Puis les inculpés se mettent à dénoncer leurs "clients" à tout va. Ainsi, du 10 avril 1679 au 21 juillet 1682, la Chambre ardente auditionne 442 accusés et ordonne 367 arrestations, dont 218 sont maintenues. Les inculpés citent des noms de personnages importants, pensant certainement se couvrir par leur protection ou que les magistrats étoufferaient l’affaire. Des grands personnages de la cour sont évoqués.
Cette affaire aux dimensions hors normes fait perdre le sens critique aux magistrats de la chambre dont certains manquent de prudence et suivent leur collègue La Reynie dans sa volonté de châtier de manière spectaculaire ces gens de qualité prétendument compromis. Ils ne remarquent pas que Louvois intervient en sous main, visitant des prisonniers, faisant des rapports personnels au roi et que la plupart des grands seigneurs ou grandes dames mis en cause sont des amis ou des protégés de Colbert. Le maréchal duc de Luxembourg, glorieux soldat mais aussi ennemi de Louvois et ami de Colbert, en fera les frais en étant accusé et embastillé à tort durant 14 mois.
Les sentences
Le roi suit de près le cas des principaux suspects, l’honneur de sa cour étant mis à mal. La plupart des accusations émanent des aveux de la Voisin et consorts, et les preuves tangibles manquent. La majorité des hauts personnages de la cour sont innocentés. Aux plus compromis, Louis le Grand conseille l’exil volontaire. Quant à la Voisin, elle est brûlée vive en place de grève le 22 février 1680 devant une foule hystérique.
Un rebondissement inattendu
Mais l’exécution de la Voisin ne marque pas la fin de l’affaire, bien au contraire. Sa fille, Marie-Marguerite Voisin, n’a plus à protéger sa mère et va donc trouver la Reynie pour lui parler de ce qu’elle sait en impliquant directement madame de Montespan, favorite de Louis XIV et mère de sept de ses enfants. La marquise aurait bel et bien commis l’imprudence de consulter la Voisin pour des horoscopes, des "philtres d’amour" ou autres sorts d’expression banale en ce temps mais Marie-Marguerite Voisin va s’acharner et apporter de nouvelles prétendues précisions sur de nouveaux crimes.
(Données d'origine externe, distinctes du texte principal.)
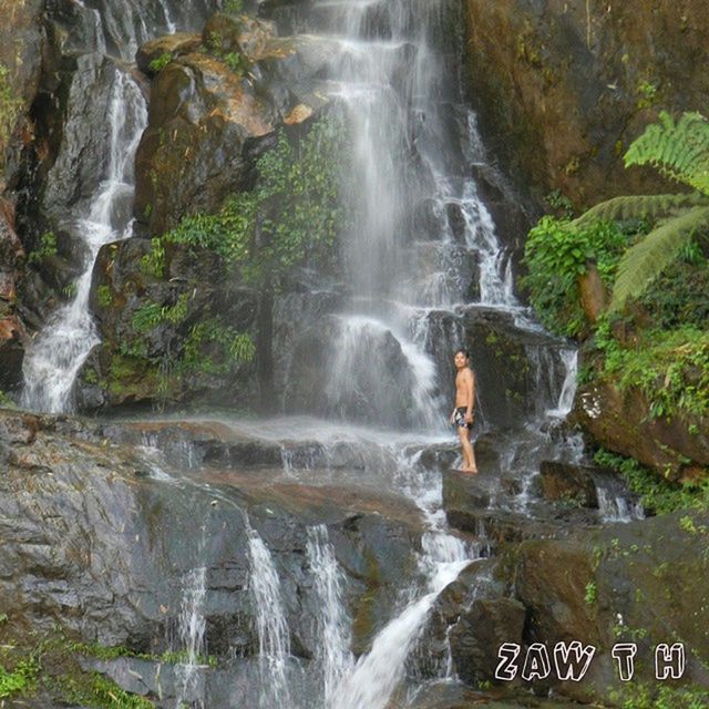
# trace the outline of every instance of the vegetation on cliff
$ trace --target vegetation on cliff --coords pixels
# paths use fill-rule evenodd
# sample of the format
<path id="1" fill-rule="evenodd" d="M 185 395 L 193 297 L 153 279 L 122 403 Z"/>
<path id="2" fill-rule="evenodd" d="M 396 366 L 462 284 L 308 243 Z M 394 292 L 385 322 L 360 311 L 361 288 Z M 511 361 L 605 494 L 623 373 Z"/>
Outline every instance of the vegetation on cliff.
<path id="1" fill-rule="evenodd" d="M 546 327 L 583 342 L 582 388 L 602 383 L 619 400 L 635 397 L 648 427 L 657 424 L 658 453 L 674 451 L 672 470 L 688 472 L 670 474 L 664 454 L 646 452 L 643 462 L 695 480 L 709 462 L 709 122 L 662 112 L 625 163 L 653 165 L 693 192 L 615 197 L 575 219 L 543 217 L 526 244 L 525 285 Z M 604 408 L 587 417 L 595 438 L 643 459 L 638 445 L 624 449 L 623 433 L 604 440 L 613 427 L 593 421 Z"/>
Dès les premiers bruits concernant la marquise de Montespan, le roi réagit en interdisant aux magistrats d’utiliser des registres pour les interrogatoires et leur enjoint de recourir aux feuilles volantes. Ces documents sont rassemblés dans une cassette scellée et conservée par Louis XIV. Peu après, il demandera à la Chambre ardente de ne plus s’occuper des affaires où le nom de madame de Montespan apparaît.
Épilogue
Les juges de la Chambre ardente ne s’accommodent pas des prescriptions royales. Alors Louis XIV décide de suspendre les travaux de la chambre le 21 juillet 1682 et disperse, par lettres de cachet, les derniers accusés dans différentes prisons royales du pays. Ils y resteront jusqu’à la fin de leurs jours. Marie-Marguerite Voisin, fille de la Voisin, et plusieurs autres empoisonneurs, auront donc échappé au bûcher en médisant sans mesure sur madame de Montespan. En tout, la Chambre ardente aura fait exécuter 34 personnes, envoyé cinq coupables aux galères et en aura condamné 23 autres au bannissement.
En juillet 1709, Louis XIV brûle lui-même l’entièreté des fiches accusatrices conservées dans sa cassette, refermant ainsi une affaire politico-judiciaire interminable partie des faubourgs parisiens et qui aura touché jusqu’à ses plus proches.